Choice of solution: Managers and trainers chose intensive, district-level training workshops to disseminate guidelines and update health workers on guideline content and best practices.
Intervention: Training workshops were held in 41 districts in 1999. Trainees were instructed to update their untrained co-workers afterwards. As a reinforcement, providers in randomly selected areas received a 'cascade training package' of instructional materials and training tips. Providers in 15 randomly selected clinics also received 'supportive supervision' visits as a second reinforcement.

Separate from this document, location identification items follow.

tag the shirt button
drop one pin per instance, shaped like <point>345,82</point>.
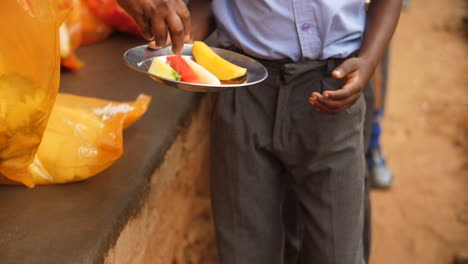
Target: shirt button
<point>305,26</point>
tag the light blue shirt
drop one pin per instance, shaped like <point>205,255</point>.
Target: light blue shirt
<point>295,29</point>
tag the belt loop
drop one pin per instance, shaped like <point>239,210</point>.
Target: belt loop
<point>331,65</point>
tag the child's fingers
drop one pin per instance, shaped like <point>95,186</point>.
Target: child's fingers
<point>347,67</point>
<point>337,106</point>
<point>352,87</point>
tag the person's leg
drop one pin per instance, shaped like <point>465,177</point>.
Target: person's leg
<point>367,234</point>
<point>380,175</point>
<point>325,155</point>
<point>248,183</point>
<point>294,227</point>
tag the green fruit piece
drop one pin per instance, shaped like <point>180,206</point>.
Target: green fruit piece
<point>163,69</point>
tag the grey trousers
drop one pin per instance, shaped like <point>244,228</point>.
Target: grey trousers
<point>267,138</point>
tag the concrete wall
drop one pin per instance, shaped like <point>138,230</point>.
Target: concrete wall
<point>155,233</point>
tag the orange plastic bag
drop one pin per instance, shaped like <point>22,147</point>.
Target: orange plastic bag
<point>29,79</point>
<point>83,137</point>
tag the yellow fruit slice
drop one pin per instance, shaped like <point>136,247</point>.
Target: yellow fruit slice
<point>221,68</point>
<point>205,76</point>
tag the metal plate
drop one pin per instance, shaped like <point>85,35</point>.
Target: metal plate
<point>141,57</point>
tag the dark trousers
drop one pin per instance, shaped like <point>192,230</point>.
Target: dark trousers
<point>266,139</point>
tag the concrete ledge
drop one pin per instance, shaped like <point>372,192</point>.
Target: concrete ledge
<point>81,222</point>
<point>154,233</point>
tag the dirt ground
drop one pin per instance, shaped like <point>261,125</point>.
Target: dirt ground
<point>423,219</point>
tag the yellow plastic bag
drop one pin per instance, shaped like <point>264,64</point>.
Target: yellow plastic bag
<point>83,137</point>
<point>29,79</point>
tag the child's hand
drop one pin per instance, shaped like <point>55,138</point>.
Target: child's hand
<point>357,72</point>
<point>157,18</point>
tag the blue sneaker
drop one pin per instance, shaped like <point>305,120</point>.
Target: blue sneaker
<point>381,177</point>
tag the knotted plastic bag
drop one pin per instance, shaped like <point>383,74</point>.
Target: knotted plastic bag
<point>29,79</point>
<point>82,138</point>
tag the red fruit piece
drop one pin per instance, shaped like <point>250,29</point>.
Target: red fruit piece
<point>183,69</point>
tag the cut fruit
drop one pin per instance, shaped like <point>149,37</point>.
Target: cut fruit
<point>162,69</point>
<point>212,62</point>
<point>183,69</point>
<point>205,76</point>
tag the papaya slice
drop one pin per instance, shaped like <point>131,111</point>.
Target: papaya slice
<point>162,69</point>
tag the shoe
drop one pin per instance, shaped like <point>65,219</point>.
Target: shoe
<point>381,177</point>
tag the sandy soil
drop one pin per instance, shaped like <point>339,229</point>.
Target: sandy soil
<point>423,219</point>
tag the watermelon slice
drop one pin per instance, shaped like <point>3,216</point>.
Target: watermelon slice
<point>183,69</point>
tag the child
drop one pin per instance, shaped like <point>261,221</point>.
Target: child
<point>302,128</point>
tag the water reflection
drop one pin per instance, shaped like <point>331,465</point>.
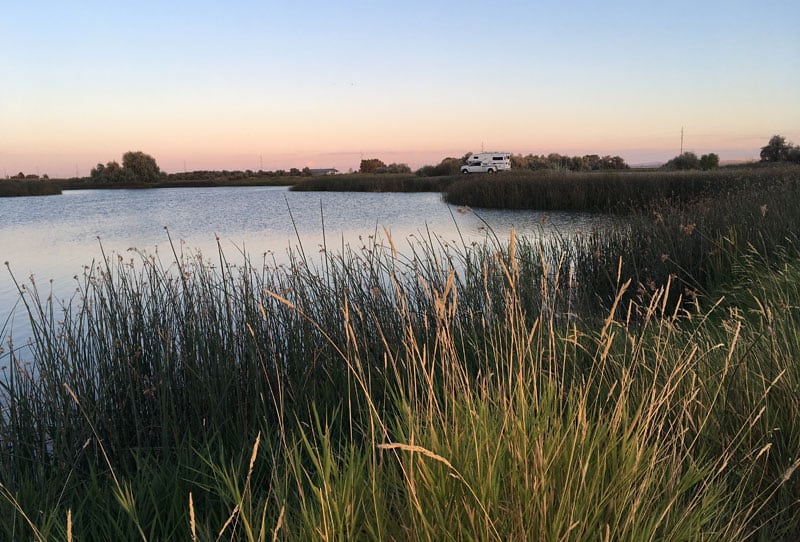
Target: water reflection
<point>54,237</point>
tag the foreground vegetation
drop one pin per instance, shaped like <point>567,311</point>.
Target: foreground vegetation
<point>634,383</point>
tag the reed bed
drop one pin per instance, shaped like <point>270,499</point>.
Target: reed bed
<point>416,392</point>
<point>365,182</point>
<point>11,188</point>
<point>617,192</point>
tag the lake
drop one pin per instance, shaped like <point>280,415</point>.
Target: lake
<point>52,238</point>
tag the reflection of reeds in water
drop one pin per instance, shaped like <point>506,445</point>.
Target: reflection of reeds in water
<point>418,392</point>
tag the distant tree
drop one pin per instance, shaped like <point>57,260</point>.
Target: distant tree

Evaluation methodology: A cluster-randomized experiment in 72 clinics assessed the overall impact of the training and the marginal benefits of the two reinforcing activities. Researchers and trainers created several dozen indicators of provider knowledge, attitudes, beliefs and practices. Binomial and multivariate analyses were used to compare changes over time in indicators and in aggregated summary scores. Data from patient interviews were analysed to corroborate provider practice self-reports. Cost data were collected for an economic evaluation.
Results: Post-test data collected in 2000 showed that quality of care and access increased after the intervention. The cascade training package showed less impact than supportive supervision, but the former was more cost-effective.
Lessons learned: Service delivery guidelines, when properly disseminated, can improve family planning practices in sub-Saharan Africa.